The sheriff had assumed that the defender had failed to appear after the adjournment as a result of bad faith, but she claimed that she had left the court building to find a Wi-Fi signal and that the court staff had known this.
It was submitted that the sheriff had erred in holding that the onus of establishing that it was unreasonable to grant decree rested upon the defender and that he had erred further by holding the pursuer had very limited prospects of resisting decree.
The appellant’s circumstances had changed and she wished more time in which to resolve matters, but the pursers argued that sheriff had not misdirected himself in law, nor reached an unreasonable result or exercised his discretion wrongly, and therefore the court should be “slow to disturb” the sheriff’s “wide discretion”.
The delay in the overall progress of the action had been “inordinate” and further delay would cause the pursuers “unfairness and serious prejudice”, as the loan outstanding was, by the time of the sheriff’s decision, approaching £130,000 and no re-payments had been made.
The judges said they had “no hesitation” in refusing the appeal.
‘Poor prospects of success’
Delivering the opinion of the court, the Lord President said: “This appeal involves a discretionary decision of a sheriff to grant decree by default in circumstances in which the pursuer had failed to appear, as she was required to do, after the sheriff had already indulged her by granting an adjournment to produce certain emails to vouch her position.
“This was in the context of a summary application which had proceeded, for such an application, at a glacial pace by reason of repeated discharges of diets of proof at the defender’s instance. There is no defence to the action.
“The defender owes the pursuers ever-increasing sums, now in the region of £150,000. The defender has had ample opportunity, in what will shortly become three years since the application was lodged, to take whatever steps could be taken in relation to the sale of the Lodge. In these circumstances the court has no hesitation in refusing this appeal.”
Lord Carloway continued: “No error on the part of the sheriff has been discovered which would justify interfering with his decision. Where a default has occurred, and decree granted against the defaulter, the appellate court will look at the whole circumstances (including any new explanation for the default) in order to determine whether, nevertheless, the interests of justice require its recall.

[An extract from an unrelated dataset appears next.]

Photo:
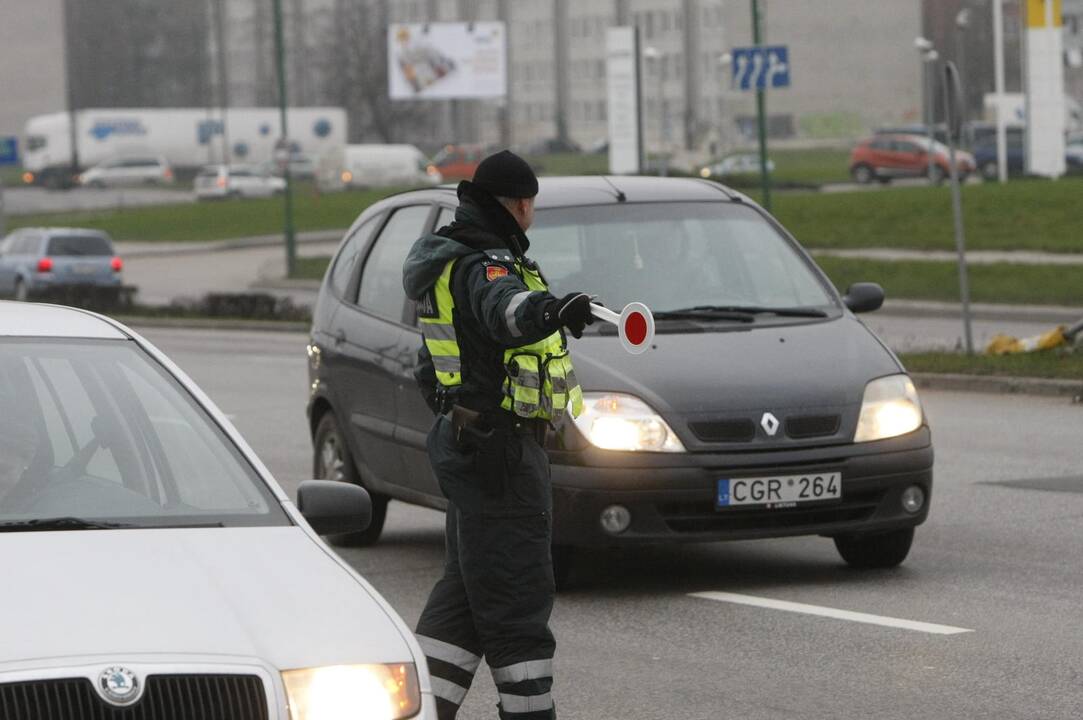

“This is what the SAC did. The Sheriff Principal (Lewis) also deduced that the appellant was continuing to employ delaying tactics and had poor prospects of success in her defence to the action. The court agrees with that analysis.”
However, the court expressed concern in relation to the grant of permission to appeal.
“Such permissions may only be granted if there is an important point of principle or practice raised or there is some other compelling reason for the court to hear the appeal,” the Lord President said.
He added: “Notwithstanding the terms of the appellant’s application for permission, the court has been unable to find any basis for the view this appeal, which sought to review a discretionary decision of a sheriff, on a matter concerning sheriff court procedure which had already been reviewed by the Sheriff Appeal Court, raises any point of principle or practice, far less an important one, or that there was a compelling reason for the court to hear the appeal.”